If you’re going to disagree with Jesus, do it by thanking him.
Faithfulness often comes from the person with the worst pedigree.
Conversion means a turning back to God.
The 7 deadly sins are lust and envy, wrath and greed, sloth and gluttony, pride. But there is an eighth that is far more sinister. Grumbling that the Wi-Fi is too slow; murmuring that the traffic jam is too long; complaining that AHOPE is out of free doughnuts; that the toilet seat is up and the stock market is trending down. It is an utter lack of appreciation, the greatest spiritual suffering the world has ever known, ingratitude. Ingratitude.
What does the Samaritan teach us about discipleship?

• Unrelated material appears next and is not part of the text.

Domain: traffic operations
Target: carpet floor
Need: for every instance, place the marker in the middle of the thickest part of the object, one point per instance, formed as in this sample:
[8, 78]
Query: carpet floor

Praising God with a loud voice, the foreigner says, “Once a flesh pot of infirmity, now I’m a smooth-skinned able body. Thank you.” Praising God with a loud voice, the foreigner says, “Once a destitute beggar of money, now I’m a bended-knee disciple of mercy. Thank you.” Praising God with a loud voice, the foreigner says, “Once banished to the colony of castaways, now I’m incorporated into the citizenry of heaven. Thank you.”
“Gratitude,” says Melody Beattie, “unlocks the fullness of life. It turns what we have into enough, and more. It turns denial into acceptance, chaos to order, confusion to clarity. It can turn a meal into a feast, a house into a home, a stranger into a friend.”
In the Gospel of Luke, the blind see the sun rise and the deaf hear the Mockingbird sing, the lame kick over their wheelchairs and the dead abandoned their graves. God’s healing is always an invitation to live as changed people. The miracle Jesus’ performs isn’t the point, but rather our grateful response to it.
So go, all of you whose faith has made you well, to say grace, to count your blessings, to celebrate to most basic of Christian virtues, Thanksgiving.